Motivation is a requirement to keep you focused on achieving anything you'd like to do. Sometimes motivation slacks and you find yourself procrastinating. You have a bad day so you tell yourself you'll get back on track tomorrow. Tomorrow keeps moving farther out and soon you lose all motivation. Then doubt and depression settle in. This is true for every aspect of life, but especially true for writing.
When I joined Weight Watchers I looked at where I was and where I wanted to be. The numbers were so far apart, that I nearly gave up before I started. However, WW suggests setting a 5% of your current weight as your first goal. So, now I'm looking at an achievable goal. I'm motivated as I draw closer and closer to the first success platform.
The same thing is true of writing. When you look at needing to write 300 to 400 words and you are on page one, the end seems so very far away. Many writers balk at setting goals. Life gets in the way and nothing gets written for a day, or more. Now, the writer feels "behind". Then it becomes easier to miss another day. Doubt and depression settles in. This, my friends, is a death knoll. I know. I've been there.

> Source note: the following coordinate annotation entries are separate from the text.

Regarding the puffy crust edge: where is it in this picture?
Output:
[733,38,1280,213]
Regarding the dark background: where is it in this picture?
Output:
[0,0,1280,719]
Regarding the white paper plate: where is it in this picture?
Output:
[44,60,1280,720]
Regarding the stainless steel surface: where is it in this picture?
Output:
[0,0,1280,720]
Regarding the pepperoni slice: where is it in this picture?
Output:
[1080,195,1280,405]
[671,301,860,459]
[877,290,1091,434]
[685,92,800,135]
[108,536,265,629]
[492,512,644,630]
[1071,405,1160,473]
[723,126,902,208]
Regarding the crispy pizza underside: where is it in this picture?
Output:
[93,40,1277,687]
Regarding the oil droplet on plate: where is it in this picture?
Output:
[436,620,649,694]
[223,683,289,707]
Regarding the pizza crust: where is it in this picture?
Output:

So, how does a writer establish attainable goals to keep them on track? The easiest way is to establish a goal to write "something" every single day. Even on a "bad" day, you should be able to write one sentence. Establishing a routine of writing every single day leads to producing more pages. Some days you'll do a lot more than others. Some days you may only write one sentence. But, as long as you've written something, then you are still on goal. Each word leads to a sentence. Each sentence to a paragraph. Each paragraph to a page.
Allowing yourself the flexibility of not being focused on producing a "set" number of words or pages will put you on the path to consistent writing. This is the key to success.